Mean winter live weights
Mean winter live weights for adults (w,) and juveniles (Wj) were 43.2 (± 1.5) and 14.6 (± 0.4) kg, respectively.
Model output
Output if DFtot< DF0:
Under these circumstances reproduction in year i fails, and n stands for number of adults in winter of year i →i+1.
For 1 ha of beech: na = 0.7/8.6 = 0.08
For 1 ha of oak: na = 2.1/8.6 = 0.24
For 1 ha of grass: na = 1.5/8.6 = 0.17
Output if DFtot > DF0:
Piglets are born in numbers that are about equal to adult numbers; in the succeeding winter this ratio is about 1/0.5.
For 1 ha of beech: na = 2nj = 0.7/13.6 = 0.05
For 1 ha of oak: na = 2nj = 2.1/13.6 = 0.15
For 1 ha of grass: na = 2nj = 1.5/13.6 = 0.11
Table 6.
Effect of boar density (kg MW/100 ha) on body weight (kg ± SE) after correction for season, sex, age and mast availability (model predictions).
Discussion
Since the decrease rate of mast consumption was density dependent, we believe that competition for beech mast was the causal ecological explanation for the density-dependent decrease of body weight during winter and reproductive success in the succeeding spring.

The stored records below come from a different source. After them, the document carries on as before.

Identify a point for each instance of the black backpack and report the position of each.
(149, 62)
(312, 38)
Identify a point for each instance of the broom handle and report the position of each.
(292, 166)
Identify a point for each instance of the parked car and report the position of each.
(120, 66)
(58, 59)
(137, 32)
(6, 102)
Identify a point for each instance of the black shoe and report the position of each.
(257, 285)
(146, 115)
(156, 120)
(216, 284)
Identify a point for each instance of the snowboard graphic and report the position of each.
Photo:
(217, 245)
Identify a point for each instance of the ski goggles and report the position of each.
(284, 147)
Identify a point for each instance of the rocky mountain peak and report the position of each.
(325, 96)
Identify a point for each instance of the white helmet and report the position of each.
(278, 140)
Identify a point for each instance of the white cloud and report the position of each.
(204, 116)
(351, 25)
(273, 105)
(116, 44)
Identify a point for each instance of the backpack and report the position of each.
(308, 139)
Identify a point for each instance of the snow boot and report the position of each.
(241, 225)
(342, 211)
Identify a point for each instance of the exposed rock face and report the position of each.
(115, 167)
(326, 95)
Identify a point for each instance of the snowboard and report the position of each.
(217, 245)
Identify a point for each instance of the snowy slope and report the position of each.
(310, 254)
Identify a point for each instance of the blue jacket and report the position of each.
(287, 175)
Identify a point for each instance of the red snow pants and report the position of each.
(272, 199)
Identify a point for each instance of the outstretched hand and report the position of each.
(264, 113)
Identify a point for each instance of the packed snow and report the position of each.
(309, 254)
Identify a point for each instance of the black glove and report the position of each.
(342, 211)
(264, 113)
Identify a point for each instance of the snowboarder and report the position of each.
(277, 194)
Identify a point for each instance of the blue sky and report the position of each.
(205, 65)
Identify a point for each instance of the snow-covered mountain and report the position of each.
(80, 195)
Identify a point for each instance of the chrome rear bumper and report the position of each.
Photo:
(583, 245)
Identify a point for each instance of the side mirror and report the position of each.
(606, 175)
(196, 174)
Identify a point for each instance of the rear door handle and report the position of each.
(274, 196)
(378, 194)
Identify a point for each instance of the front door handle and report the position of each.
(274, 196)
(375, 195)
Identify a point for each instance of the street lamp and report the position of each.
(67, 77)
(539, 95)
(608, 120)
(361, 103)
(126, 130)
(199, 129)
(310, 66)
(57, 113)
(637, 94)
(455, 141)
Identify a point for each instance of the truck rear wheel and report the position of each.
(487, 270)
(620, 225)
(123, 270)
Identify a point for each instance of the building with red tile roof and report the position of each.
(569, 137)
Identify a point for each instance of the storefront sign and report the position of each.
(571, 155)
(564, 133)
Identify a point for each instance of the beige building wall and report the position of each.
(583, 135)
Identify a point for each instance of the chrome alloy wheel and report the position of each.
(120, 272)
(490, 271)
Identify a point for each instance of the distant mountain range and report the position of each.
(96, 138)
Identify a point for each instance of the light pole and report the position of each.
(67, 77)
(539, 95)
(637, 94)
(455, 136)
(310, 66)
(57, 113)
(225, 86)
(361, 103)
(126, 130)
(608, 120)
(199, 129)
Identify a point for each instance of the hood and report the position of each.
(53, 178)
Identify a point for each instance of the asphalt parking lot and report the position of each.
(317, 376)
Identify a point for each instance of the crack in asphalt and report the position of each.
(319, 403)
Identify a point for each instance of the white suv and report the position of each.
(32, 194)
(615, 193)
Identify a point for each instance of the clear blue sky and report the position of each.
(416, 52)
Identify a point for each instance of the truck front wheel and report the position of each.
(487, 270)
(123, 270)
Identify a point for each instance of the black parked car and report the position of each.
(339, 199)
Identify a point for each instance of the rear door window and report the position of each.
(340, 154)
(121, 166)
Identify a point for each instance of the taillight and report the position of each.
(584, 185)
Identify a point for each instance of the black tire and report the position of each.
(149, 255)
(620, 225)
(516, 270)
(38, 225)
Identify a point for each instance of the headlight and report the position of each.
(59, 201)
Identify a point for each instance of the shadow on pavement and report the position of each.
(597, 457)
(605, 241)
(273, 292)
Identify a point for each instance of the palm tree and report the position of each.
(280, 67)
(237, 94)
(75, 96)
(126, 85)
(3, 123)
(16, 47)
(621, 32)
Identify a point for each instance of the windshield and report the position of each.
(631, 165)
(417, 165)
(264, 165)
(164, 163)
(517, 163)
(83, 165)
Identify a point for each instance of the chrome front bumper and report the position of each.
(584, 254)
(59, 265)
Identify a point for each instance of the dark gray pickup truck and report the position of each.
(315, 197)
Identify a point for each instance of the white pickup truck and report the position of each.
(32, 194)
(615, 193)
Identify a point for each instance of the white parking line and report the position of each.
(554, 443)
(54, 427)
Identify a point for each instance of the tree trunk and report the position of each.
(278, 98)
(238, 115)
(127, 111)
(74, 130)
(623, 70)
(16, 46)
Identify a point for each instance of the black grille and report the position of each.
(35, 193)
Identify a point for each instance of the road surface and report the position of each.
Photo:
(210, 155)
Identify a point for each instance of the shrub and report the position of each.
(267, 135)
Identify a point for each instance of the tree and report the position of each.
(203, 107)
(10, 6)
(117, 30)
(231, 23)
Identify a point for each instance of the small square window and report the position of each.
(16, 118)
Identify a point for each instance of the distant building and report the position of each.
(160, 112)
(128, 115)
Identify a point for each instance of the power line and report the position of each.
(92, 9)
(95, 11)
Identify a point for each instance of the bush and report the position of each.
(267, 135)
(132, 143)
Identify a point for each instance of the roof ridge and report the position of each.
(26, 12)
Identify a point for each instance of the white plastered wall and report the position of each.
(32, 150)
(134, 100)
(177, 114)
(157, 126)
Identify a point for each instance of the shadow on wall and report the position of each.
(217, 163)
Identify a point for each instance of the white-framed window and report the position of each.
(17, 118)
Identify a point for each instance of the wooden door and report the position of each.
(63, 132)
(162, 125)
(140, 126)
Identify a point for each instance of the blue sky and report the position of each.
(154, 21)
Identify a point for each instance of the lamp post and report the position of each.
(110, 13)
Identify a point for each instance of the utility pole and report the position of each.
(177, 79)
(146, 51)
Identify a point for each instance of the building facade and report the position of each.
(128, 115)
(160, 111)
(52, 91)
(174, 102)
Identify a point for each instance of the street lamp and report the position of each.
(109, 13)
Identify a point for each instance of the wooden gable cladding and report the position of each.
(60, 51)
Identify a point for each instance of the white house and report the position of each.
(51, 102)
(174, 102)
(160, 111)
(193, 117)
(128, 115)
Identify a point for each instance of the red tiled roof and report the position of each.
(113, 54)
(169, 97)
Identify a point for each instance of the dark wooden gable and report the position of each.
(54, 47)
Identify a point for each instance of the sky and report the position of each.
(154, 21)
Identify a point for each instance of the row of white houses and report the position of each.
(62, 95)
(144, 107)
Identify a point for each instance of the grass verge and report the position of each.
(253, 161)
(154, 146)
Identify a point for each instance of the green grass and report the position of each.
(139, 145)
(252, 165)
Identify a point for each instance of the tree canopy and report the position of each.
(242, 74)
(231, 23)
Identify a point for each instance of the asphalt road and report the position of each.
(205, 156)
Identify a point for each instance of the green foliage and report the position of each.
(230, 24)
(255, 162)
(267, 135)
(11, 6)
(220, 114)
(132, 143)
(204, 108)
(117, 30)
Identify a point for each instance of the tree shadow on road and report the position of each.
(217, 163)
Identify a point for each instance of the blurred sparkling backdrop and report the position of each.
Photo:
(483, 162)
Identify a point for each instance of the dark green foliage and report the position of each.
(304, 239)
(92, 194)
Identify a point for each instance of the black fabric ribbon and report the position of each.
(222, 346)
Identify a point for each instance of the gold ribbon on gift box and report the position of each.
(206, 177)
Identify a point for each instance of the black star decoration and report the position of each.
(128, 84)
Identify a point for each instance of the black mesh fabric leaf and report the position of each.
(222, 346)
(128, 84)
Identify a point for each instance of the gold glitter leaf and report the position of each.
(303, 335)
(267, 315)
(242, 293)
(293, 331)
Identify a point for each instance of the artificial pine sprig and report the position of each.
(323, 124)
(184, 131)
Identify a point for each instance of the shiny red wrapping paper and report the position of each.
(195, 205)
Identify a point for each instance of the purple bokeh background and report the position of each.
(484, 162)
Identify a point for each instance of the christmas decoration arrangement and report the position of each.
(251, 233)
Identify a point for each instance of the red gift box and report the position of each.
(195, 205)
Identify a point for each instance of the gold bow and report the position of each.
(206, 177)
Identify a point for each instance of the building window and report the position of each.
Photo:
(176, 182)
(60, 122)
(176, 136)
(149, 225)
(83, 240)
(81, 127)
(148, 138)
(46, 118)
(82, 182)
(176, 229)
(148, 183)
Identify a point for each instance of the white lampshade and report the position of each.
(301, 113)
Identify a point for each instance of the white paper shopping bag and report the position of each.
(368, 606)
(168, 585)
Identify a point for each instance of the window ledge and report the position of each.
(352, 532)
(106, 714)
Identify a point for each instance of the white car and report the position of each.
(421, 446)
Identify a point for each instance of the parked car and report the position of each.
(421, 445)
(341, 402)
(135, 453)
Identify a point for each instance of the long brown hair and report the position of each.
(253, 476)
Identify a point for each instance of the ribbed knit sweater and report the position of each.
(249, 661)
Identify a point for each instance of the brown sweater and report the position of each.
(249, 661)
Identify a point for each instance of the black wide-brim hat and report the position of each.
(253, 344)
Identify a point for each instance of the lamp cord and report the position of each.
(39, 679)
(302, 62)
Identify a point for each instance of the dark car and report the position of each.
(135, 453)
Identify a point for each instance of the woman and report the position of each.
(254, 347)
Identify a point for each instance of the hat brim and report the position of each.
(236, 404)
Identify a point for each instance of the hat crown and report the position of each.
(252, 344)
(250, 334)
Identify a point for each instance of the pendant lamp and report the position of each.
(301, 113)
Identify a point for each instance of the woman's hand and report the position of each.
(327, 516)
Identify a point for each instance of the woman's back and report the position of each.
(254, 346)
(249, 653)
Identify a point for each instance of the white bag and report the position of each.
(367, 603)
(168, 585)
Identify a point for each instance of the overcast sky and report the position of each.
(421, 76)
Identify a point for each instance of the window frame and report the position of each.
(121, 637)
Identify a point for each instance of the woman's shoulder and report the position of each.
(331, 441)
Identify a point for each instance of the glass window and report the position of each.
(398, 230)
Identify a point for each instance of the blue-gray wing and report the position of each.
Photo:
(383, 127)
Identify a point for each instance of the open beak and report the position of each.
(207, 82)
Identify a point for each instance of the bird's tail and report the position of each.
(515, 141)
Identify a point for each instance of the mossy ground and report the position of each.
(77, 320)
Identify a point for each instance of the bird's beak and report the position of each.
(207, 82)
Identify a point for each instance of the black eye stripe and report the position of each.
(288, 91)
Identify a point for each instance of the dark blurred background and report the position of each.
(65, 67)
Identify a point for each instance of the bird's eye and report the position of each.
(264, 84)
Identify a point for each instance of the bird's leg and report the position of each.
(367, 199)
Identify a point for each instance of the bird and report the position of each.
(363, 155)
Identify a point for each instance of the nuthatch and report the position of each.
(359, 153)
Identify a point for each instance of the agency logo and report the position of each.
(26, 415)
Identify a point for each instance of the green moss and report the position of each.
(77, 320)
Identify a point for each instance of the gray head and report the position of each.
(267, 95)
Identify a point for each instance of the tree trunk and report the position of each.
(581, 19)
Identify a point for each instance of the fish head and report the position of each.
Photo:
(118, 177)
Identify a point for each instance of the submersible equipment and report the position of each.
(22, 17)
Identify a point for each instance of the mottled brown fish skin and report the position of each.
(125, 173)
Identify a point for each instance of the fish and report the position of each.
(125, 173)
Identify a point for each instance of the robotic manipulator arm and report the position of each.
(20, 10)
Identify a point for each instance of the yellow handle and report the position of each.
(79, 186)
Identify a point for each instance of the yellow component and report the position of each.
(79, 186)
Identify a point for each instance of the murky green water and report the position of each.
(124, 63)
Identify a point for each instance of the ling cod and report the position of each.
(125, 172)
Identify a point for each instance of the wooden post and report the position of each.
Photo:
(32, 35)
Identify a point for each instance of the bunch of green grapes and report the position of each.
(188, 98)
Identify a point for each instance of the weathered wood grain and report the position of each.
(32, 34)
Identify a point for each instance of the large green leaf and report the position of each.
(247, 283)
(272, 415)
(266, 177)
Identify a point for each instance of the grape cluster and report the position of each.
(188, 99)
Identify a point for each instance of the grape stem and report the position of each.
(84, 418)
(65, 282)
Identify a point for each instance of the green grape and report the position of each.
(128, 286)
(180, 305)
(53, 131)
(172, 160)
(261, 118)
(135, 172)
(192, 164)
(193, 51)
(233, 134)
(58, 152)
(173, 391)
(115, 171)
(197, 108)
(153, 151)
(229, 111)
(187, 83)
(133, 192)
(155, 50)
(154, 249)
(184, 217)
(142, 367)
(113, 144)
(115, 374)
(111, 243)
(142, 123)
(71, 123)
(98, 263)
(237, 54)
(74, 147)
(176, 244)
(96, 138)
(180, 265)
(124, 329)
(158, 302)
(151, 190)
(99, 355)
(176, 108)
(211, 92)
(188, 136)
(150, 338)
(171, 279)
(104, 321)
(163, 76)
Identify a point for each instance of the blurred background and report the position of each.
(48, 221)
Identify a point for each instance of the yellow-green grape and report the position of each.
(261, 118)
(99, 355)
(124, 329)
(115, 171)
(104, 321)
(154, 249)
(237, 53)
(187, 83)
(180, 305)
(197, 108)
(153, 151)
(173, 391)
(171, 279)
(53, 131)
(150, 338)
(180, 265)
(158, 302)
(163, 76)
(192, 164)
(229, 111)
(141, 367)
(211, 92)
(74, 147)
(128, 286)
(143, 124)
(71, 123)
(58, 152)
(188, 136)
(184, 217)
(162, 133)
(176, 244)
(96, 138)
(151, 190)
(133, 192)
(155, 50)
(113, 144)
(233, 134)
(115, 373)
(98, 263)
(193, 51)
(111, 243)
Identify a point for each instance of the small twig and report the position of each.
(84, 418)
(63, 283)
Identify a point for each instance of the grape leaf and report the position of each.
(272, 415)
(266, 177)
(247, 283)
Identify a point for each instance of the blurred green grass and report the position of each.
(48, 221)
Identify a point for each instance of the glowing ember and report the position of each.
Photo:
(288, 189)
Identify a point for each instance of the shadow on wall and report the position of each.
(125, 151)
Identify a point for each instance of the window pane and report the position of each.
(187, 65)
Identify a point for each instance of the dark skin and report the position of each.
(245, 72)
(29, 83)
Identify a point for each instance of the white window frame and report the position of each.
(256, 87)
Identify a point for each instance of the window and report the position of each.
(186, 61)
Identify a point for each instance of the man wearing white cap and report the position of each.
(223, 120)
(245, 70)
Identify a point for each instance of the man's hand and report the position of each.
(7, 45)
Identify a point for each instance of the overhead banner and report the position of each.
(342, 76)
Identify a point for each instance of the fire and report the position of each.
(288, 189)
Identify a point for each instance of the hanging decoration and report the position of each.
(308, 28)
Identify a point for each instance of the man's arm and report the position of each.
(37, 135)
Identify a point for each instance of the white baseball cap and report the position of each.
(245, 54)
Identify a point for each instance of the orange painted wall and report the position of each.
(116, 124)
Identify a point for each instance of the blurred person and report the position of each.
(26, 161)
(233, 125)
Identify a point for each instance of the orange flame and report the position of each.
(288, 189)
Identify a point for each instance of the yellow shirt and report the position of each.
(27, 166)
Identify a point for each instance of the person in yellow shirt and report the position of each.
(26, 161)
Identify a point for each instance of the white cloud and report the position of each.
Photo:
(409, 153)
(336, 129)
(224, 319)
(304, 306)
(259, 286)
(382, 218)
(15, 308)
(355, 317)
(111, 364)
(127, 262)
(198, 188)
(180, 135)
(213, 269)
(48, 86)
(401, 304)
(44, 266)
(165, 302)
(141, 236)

An over-winter decline in body weight is a normal phenomenon in mammals of the temperate zone, the winter being the main energetic bottleneck to pass (Putman 1988, Wallis de Vries 1994, Wolda et al. 1994); for this reason we corrected for season in the regression screening of body weight.
The model is based on the assumption that the animals have access to the whole area. Food availability has been shown to trigger seasonal migration in many ungulate species (Helle 1980, Gordon 1989, Larter & Gates 1994), including wild boar (Singer et al. 1981). Habitat evaluation models show that the CC of patches of habitat hardly determines numbers of animals using these patches; the fact that animals were able to disperse and explore new habitats had a larger impact on their numbers (Hobbs & Hanley 1990). Home ranges of 120–150 km2 for males and 40-60 km2 for sows are quite normal in wild boar (Janeau & Spitz 1984). And again, their migratory activity is correlated with mast availability: activity ranges in a poor mast winter are 3 to 5 times larger than in rich winters (Singer et al. 1981). However, for wild boar inhabiting the forest/heathland ecosystem in the northwestern parts of Europe, migration possibilities are limited, because their feeding strategy is believed to conflict with agricultural interests (Groot Bruinderink 1977, Briedermann 1990, Anon. 1993). We believe that in the small natural areas of this region still inhabited by wild boar, the calculated CC may offer a guideline for establishing spring densities c.q. for cropping a wild boar population (Mac-Nab 1985).
Although the model was based on one population only and only covered 1,200 ha of forests and heathland, the studies of the diet of wild boar from the 90,000-ha Veluwe and other forested areas on the sandy soils of northwestern Europe, did not reveal any natural substitute for mast (Groot Bruinderink 1977, Briedermann 1990). Therefore, we suggest that the model applies to all these situations.
Our paper presents an estimated CC for beech and oak, based on the median value of mast production over the past 63 years. Since annual crop rating figures can be converted into kg DW/ha, CC can be calculated for any beech or oak crop, assuming linear correlationship. In addition, consequences for CC of application of supplemental feeding can be calculated.
Acknowledgements
We are obliged to the Royal Forestry ‘Het Loo’ for permission to work in the area. We thank H. van der Voet of the Agricultural Mathematics Group (GLW-DLO) at Wageningen and A.T. Kuiters (IBN-DLO) for their helpful comments on the manuscript. W. Lamers assisted in measuring mast production. The study was part of the Research Program on Forest Grazing of the Institute for Forestry and Nature Research (IBN-DLO), the Winand Staring Centre (SC-DLO), and the Agricultural University of Wageningen. We received a grant from the Ministry of Agriculture, Nature Management and Fisheries.